Federal auditors upheld many criticisms made of the recent BLM land swaps by the former chief appraiser for the bureau in Nevada, Reno's Charles Hancock, including the argument that the BLM should be selling the land competitively, rather than exchanging it.
Hancock believes the $12 million mentioned in the I.G. auditors' report is just the tip of the iceberg.
"That's minor when we get into the full big picture," he said.
He also points out that the exchanges not only shortchanged federal taxpayers but deprived state of Nevada taxpayers of millions in revenue.
Under the Federal Land Policy and Management Act, when federal land is sold rather than exchanged, the state where the federal land is situated gets 5 percent of the sale proceeds.
In just one example, he said, the state lost $2.2 million because BLM officials swapped the land instead of selling it.
A point-by-point letter from Hancock to the Department of Interior's Office of the Inspector General in late 1994 helped precipitate the statewide audit.
"Since ... your information indicates that problems persist with [Nevada land] exchanges," wrote Acting Inspector General Joyce N. Fleischman, "we plan to review the Nevada exchanges you cited.

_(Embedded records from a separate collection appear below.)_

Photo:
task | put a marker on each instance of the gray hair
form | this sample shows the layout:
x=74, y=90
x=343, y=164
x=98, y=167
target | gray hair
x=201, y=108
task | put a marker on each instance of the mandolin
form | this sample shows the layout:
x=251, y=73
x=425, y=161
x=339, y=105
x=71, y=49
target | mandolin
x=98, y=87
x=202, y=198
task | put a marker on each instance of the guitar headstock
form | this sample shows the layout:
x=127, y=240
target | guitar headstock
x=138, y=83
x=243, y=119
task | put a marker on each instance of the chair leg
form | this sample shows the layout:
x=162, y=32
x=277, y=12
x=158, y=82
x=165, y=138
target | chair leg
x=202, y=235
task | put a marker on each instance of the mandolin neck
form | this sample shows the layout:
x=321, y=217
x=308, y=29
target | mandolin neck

In that regard, a representative from our office will contact you to obtain further information."
Congressman Ensign also claimed credit for instigating the audits, saying he had asked the DOI inspector general to investigate all BLM exchanges after political operative Don Williams, a friend of former Rep. James Bilbray, D-Nev., tried an exchange in the Red Rock Canyon National Conservation Area near Las Vegas.
Williams' alleged land-exchange ploys were a major issue in the 1994 District 1 congressional election, which Bilbray lost to Ensign.